Historic house in Virginia, United States

Ionia is a frame house near Trevilians, Virginia, that was the centerpiece of a large plantation in the late 18th and early 19th centuries. Built around 1775, Ionia was the home of the Watson family. It was built as Clover Plains by Major James Watson, the son of a Scottish immigrant, in a fertile area of Louisa County, Virginia that is now a National Historic Landmark District, the Green Springs National Historic Landmark District.

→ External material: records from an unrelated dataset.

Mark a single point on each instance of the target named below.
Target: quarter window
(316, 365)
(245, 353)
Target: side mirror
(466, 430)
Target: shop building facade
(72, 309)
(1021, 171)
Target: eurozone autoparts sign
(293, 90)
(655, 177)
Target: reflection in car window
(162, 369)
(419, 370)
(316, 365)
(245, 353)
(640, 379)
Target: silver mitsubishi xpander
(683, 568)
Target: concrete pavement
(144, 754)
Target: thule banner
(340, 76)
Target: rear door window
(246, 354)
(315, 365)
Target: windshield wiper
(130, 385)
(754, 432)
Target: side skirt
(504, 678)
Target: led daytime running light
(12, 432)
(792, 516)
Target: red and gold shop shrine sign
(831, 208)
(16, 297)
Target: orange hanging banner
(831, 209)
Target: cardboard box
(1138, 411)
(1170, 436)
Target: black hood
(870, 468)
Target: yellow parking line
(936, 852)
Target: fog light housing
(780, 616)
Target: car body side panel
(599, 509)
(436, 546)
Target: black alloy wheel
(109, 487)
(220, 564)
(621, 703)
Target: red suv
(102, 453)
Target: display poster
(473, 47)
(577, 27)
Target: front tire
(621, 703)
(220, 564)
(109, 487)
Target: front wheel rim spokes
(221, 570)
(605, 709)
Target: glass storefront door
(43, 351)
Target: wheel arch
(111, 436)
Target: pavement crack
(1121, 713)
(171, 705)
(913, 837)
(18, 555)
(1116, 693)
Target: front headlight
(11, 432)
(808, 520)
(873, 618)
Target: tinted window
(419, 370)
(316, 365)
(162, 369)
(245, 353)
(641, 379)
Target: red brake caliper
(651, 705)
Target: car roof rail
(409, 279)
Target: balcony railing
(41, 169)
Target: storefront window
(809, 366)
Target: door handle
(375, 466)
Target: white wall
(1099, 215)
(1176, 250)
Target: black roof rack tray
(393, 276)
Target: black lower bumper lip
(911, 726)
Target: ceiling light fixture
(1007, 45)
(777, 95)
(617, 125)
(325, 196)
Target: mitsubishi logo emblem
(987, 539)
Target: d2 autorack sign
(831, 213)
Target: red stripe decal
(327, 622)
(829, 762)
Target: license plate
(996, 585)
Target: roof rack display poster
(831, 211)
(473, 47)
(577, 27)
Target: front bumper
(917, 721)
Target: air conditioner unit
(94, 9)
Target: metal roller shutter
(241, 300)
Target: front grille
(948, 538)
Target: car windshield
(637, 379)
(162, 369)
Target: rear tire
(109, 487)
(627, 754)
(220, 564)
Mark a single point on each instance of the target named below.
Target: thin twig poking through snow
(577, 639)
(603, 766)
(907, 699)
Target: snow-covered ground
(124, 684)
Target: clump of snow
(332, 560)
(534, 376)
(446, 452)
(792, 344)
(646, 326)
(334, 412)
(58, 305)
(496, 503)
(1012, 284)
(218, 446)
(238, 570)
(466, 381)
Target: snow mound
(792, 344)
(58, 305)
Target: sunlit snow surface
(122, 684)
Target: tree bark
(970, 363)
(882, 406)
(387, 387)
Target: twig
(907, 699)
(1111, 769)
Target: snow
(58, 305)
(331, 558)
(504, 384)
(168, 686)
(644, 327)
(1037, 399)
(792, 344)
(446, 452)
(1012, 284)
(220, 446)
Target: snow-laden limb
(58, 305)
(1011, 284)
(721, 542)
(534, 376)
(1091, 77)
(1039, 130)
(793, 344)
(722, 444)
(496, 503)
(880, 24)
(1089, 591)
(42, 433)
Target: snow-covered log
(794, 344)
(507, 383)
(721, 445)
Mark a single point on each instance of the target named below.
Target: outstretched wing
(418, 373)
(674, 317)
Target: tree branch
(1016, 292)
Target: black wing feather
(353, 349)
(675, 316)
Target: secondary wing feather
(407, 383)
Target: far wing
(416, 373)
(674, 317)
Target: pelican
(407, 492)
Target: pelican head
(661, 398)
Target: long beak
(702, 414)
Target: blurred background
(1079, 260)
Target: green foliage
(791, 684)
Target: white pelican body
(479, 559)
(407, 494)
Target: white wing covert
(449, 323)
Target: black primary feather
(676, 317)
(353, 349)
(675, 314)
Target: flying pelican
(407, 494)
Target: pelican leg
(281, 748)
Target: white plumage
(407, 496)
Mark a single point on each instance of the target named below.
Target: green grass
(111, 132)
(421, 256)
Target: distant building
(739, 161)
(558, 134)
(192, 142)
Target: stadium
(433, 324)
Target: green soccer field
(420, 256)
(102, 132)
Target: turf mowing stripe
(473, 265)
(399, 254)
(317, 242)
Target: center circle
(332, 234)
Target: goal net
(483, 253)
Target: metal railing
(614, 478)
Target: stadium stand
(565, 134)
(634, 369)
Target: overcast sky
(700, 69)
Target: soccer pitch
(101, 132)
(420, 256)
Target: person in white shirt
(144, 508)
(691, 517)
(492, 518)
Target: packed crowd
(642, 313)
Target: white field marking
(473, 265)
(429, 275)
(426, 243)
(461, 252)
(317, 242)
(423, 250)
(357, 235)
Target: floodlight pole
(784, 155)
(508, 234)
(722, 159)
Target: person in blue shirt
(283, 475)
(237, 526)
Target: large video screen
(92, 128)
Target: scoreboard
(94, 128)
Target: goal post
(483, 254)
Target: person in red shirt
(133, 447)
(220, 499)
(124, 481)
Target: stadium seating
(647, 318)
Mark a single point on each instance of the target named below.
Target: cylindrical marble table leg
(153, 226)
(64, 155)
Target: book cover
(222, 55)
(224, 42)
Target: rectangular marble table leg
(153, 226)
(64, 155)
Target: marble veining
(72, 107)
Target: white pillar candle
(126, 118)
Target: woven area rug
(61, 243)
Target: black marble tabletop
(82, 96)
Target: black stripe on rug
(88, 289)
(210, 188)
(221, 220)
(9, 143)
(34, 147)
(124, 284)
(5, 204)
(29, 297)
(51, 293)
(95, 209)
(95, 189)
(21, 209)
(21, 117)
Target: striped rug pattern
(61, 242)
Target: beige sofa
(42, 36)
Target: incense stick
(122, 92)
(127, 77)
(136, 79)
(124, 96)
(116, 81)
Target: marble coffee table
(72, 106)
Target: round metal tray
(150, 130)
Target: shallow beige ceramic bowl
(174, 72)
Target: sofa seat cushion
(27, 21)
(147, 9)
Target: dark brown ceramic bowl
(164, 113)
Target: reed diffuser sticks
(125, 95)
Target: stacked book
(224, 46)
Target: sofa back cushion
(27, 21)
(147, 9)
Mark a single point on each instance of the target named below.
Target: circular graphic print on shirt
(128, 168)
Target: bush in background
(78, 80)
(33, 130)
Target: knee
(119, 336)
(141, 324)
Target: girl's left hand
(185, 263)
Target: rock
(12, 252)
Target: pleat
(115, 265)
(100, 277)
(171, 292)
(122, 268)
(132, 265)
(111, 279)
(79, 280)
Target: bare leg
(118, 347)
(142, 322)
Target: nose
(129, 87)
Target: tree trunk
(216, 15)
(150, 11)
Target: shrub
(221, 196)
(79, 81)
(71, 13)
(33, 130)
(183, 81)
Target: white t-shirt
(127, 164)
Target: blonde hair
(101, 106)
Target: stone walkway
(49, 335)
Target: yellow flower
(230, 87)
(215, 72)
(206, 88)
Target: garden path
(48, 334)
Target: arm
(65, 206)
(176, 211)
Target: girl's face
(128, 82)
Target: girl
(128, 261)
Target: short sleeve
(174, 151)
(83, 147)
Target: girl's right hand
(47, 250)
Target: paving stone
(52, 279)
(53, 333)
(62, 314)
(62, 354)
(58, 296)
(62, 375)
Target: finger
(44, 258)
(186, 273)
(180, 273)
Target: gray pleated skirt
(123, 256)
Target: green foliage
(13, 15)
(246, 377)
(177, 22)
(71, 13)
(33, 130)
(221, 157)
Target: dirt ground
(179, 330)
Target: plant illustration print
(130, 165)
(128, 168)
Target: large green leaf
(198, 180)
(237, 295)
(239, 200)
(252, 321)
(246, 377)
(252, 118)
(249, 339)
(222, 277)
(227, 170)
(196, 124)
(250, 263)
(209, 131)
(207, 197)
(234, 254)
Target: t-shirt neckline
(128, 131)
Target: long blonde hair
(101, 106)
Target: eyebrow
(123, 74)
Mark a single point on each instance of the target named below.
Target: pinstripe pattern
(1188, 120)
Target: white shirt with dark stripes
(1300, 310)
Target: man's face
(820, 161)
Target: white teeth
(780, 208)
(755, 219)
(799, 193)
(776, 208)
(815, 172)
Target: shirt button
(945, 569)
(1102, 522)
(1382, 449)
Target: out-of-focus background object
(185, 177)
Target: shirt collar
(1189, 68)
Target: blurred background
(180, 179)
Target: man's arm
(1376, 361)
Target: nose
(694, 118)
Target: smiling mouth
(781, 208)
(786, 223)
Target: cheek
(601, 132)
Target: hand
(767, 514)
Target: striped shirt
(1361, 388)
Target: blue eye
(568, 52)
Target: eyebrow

The plantation was the third largest in Louisa County in the late 18th century, leading to the nickname "Wheat Stacks" for Watson as a result of his prosperity. After Major Watson's death in 1845 the house passed to his son, Dr. George Watson, who renamed the house "Ionia" and, since he lived in Richmond, used it as a summer residence. George Watson died in 1854, leaving Ionia to his widow, who lived there until the 1870s. Following her death in 1879 the property was subdivided. The Watson family went on to build a number of houses in the Green Springs area.

The house is a 1 1/2-story frame structure, covered with wood clapboards. One-story wings flank the main block on either side, with an ell to the rear. The house retains much of its original woodwork. The property includes several dependencies, including a dairy house, smoke house, kitchen, slave quarters and an early barn.

Ionia was placed on the National Register of Historic Places on June 30, 1972.